Iran's Supreme Leader Ayatollah Ali Khamenei has prohibited any further negotiations between Iran and the United States, after the US, Germany, France, Britain, China, Russia and Iran reached a landmark nuclear deal in July.
Although it was reported Khamenei, the highest authority in the Islamic Republic, supported the negotiations, he never publicly endorsed the agreement, which had brought by a decade-long standoff. Following the deal, he said there would be no more talks between the US and Iran, but he did not outright ban negotiations.
"Negotiations with the United States open gates to their economic, cultural, political and security influence.

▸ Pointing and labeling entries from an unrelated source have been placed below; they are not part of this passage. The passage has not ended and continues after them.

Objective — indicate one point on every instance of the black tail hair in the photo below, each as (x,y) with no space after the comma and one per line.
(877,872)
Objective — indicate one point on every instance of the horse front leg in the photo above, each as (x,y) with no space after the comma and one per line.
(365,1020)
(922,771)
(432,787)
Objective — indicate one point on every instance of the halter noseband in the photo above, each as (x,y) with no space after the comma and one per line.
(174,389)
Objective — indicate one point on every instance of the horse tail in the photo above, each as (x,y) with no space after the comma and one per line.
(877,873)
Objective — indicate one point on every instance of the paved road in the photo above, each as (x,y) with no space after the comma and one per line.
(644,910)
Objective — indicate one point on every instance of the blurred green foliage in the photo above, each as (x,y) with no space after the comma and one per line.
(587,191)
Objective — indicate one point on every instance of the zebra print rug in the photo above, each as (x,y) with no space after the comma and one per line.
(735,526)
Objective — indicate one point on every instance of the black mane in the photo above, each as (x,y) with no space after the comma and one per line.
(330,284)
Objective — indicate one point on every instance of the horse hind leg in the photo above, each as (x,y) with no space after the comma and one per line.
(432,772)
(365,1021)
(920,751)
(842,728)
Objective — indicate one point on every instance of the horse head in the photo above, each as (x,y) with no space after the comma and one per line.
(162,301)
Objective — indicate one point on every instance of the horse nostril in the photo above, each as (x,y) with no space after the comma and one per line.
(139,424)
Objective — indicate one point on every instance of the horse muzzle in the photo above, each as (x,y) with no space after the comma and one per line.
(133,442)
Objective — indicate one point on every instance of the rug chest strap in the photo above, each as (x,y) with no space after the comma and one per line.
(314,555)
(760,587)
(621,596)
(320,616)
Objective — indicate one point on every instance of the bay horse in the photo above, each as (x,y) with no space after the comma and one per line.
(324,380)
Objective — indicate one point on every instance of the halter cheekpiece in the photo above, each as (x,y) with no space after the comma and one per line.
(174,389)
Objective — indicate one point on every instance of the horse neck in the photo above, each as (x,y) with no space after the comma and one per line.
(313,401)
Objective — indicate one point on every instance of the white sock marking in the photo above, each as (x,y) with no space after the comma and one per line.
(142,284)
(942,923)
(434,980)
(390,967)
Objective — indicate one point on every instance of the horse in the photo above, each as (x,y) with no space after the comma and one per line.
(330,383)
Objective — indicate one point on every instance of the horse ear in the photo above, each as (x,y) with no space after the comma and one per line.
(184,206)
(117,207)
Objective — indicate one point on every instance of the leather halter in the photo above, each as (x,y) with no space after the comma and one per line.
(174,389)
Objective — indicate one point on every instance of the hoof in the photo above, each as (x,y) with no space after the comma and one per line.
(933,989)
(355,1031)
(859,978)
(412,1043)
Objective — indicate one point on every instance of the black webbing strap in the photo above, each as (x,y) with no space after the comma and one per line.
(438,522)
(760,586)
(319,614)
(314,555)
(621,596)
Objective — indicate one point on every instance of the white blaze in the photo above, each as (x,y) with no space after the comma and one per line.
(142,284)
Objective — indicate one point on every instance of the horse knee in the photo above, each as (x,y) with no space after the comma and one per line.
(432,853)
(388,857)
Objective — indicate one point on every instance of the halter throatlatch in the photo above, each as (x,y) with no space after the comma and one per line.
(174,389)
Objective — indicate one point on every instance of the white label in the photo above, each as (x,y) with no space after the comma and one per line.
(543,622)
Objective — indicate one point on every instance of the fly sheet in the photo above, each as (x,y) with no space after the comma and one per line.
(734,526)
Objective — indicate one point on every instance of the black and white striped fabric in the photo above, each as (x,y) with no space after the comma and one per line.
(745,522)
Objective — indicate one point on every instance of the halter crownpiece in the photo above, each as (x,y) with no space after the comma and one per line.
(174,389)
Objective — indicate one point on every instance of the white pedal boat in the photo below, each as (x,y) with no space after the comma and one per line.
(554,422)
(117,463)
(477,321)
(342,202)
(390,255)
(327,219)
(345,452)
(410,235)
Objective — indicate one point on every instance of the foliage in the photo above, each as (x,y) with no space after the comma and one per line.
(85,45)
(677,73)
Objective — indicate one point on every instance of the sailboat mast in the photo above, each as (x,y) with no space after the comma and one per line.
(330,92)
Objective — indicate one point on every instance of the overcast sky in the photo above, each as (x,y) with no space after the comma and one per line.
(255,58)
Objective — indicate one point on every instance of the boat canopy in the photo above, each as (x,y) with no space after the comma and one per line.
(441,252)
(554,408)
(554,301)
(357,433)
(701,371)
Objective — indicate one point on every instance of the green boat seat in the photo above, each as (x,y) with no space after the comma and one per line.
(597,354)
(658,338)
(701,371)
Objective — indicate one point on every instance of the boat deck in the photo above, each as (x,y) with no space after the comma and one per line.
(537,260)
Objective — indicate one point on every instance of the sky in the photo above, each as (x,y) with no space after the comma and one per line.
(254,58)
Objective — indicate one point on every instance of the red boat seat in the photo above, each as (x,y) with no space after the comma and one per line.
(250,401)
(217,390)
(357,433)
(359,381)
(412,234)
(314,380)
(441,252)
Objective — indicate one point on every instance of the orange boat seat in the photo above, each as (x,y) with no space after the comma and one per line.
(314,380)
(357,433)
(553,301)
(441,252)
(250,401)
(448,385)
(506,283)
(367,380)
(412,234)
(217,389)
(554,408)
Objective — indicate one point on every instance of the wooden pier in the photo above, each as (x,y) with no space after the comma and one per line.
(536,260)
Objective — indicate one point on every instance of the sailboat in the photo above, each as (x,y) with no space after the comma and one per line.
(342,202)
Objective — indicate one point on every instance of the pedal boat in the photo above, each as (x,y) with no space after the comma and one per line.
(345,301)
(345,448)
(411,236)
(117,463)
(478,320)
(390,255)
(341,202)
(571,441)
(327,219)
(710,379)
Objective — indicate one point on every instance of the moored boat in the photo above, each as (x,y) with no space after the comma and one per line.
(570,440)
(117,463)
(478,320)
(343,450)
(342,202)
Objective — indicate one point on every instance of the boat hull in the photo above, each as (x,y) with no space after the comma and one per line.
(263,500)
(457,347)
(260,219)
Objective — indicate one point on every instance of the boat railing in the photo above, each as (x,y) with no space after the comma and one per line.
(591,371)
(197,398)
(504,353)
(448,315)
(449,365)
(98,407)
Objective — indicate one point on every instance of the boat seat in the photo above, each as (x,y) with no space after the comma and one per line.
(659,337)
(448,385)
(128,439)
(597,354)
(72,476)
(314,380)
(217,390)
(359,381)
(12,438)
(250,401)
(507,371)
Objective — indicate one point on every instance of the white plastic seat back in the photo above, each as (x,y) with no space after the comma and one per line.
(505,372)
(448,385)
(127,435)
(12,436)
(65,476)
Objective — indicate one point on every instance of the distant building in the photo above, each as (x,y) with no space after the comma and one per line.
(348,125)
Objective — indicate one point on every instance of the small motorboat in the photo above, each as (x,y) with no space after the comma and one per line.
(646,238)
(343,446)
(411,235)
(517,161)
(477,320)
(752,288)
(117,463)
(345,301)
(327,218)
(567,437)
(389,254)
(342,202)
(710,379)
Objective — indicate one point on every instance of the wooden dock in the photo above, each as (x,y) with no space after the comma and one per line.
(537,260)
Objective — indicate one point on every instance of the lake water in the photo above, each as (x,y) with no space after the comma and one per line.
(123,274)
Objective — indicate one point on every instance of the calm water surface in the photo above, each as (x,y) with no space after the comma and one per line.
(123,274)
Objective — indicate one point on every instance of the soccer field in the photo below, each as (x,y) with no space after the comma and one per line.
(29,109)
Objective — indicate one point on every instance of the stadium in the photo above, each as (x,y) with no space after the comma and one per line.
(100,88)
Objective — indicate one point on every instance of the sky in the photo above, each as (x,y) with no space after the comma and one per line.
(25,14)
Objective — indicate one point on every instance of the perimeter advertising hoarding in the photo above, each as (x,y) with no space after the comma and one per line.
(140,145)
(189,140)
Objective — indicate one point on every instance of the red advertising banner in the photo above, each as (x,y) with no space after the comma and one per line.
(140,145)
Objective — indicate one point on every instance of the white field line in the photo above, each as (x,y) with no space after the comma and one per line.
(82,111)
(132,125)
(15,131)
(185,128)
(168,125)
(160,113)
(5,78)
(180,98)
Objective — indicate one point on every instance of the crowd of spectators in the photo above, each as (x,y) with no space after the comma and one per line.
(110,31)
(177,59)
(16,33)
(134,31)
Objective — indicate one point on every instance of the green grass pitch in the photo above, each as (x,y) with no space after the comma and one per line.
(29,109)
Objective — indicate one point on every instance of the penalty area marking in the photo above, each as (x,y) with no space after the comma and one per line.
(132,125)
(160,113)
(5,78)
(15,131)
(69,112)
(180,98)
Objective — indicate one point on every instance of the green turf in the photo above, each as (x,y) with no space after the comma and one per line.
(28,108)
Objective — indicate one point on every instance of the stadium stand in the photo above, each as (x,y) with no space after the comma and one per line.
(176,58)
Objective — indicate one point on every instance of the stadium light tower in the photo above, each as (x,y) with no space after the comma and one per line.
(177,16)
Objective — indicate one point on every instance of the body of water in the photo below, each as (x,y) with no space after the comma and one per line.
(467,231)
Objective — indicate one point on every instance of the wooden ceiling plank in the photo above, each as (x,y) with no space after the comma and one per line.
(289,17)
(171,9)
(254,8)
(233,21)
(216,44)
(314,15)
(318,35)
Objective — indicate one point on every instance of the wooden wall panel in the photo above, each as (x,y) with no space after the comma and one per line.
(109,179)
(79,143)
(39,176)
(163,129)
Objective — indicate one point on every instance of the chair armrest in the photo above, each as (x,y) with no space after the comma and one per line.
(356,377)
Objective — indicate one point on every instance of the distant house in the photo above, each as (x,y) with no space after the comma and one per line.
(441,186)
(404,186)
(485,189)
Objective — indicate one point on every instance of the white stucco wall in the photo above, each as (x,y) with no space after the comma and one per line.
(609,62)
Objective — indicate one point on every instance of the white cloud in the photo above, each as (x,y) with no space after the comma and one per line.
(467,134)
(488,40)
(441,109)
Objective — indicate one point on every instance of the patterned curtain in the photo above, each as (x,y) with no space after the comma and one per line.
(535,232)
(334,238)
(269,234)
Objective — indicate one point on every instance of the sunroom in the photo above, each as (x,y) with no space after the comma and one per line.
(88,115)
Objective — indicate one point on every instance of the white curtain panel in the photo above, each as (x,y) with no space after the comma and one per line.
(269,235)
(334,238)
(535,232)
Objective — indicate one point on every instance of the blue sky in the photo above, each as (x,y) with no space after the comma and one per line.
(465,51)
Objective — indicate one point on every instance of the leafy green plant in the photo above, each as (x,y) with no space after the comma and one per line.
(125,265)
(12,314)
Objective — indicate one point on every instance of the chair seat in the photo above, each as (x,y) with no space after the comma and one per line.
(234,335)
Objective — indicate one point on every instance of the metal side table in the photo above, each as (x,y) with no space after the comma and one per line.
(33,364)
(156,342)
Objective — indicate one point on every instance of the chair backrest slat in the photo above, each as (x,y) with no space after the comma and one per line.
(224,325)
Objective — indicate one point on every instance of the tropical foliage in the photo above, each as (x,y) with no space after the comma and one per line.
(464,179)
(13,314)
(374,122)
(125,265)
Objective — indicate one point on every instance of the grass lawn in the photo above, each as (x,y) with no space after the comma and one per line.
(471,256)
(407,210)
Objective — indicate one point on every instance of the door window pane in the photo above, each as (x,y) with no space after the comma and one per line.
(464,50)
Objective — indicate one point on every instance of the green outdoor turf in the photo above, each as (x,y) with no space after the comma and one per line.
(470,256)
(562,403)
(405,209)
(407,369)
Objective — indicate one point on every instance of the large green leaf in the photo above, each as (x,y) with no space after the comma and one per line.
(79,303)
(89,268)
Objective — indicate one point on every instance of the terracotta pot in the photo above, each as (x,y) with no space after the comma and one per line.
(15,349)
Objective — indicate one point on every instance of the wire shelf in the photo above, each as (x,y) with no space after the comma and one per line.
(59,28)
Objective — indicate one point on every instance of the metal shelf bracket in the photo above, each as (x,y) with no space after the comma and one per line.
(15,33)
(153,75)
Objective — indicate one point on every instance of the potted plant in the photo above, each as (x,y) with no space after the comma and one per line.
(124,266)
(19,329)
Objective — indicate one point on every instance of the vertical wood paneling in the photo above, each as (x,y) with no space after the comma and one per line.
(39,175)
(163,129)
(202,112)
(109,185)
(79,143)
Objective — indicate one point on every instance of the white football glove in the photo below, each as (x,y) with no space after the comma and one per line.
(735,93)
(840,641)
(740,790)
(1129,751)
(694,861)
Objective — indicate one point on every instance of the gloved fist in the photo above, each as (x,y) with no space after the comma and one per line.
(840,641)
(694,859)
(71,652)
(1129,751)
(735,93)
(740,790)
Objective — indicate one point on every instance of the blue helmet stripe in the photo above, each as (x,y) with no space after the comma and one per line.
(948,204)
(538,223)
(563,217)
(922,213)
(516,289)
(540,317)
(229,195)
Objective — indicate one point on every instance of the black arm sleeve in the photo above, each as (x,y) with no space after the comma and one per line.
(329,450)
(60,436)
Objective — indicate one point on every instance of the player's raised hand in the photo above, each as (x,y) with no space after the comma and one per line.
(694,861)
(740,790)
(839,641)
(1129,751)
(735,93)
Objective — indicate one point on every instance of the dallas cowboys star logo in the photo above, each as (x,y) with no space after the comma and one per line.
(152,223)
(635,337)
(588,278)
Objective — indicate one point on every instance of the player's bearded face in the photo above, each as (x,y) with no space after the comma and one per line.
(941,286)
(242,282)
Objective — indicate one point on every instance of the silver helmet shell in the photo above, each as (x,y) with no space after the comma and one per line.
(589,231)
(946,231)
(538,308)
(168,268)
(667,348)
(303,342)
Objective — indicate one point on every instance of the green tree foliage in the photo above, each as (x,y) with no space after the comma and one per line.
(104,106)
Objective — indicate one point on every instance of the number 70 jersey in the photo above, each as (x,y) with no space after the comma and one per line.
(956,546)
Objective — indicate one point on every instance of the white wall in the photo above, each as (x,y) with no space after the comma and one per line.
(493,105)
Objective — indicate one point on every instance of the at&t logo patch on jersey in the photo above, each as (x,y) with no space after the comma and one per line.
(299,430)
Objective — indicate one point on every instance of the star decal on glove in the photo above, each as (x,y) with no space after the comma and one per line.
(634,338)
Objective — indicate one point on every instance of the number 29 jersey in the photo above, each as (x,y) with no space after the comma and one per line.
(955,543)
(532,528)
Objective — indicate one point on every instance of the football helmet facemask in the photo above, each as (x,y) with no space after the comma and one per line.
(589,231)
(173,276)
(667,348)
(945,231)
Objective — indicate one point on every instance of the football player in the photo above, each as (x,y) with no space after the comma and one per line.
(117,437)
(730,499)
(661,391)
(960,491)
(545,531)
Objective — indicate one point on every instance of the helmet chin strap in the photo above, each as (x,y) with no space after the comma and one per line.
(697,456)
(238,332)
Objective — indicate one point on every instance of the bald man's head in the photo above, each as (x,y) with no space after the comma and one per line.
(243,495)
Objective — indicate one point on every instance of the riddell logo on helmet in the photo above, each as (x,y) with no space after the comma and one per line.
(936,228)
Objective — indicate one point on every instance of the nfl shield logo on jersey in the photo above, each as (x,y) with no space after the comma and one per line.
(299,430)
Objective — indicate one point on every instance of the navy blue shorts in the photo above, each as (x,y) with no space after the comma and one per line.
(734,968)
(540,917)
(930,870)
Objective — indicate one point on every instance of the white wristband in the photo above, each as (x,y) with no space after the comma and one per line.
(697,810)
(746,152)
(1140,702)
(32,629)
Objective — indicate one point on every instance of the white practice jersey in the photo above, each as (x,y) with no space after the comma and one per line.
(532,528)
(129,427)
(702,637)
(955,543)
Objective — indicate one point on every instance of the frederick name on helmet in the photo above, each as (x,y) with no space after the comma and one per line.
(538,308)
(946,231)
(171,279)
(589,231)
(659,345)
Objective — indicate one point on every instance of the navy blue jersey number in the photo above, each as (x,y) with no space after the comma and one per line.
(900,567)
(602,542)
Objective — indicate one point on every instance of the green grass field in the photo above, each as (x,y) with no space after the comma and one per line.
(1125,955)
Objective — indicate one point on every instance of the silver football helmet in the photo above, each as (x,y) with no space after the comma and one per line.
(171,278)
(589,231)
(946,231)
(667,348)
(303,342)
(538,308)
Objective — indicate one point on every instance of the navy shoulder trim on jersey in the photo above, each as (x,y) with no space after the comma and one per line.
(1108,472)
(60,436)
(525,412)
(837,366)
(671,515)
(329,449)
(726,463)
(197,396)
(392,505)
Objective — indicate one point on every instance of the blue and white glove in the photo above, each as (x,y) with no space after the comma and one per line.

Even during the nuclear negotiations they tried to harm our national interests," Khamenei was quoted as saying on his website. "Our negotiators were vigilant but the Americans took advantage of a few chances."
His decision will certainly impede the country's moderate President Hassan Rouhani's' hopes of ending Iran's decade-long diplomatic and economic isolation.
Rouhani has been very public about wanting to hold talks with the US on how to solve the Syrian conflict, in which they both back opposing sides.
Russia, a top ally of Syrian President Bashar al-Assad, has been conducting air strikes against Islamic State (Isis) targets in Syria and is allied with both Iraq and Iran. US President Barack Obama criticised the Russian bombing campaign in Syria, declaring it was driving moderate opposition underground and "only strengthening" IS.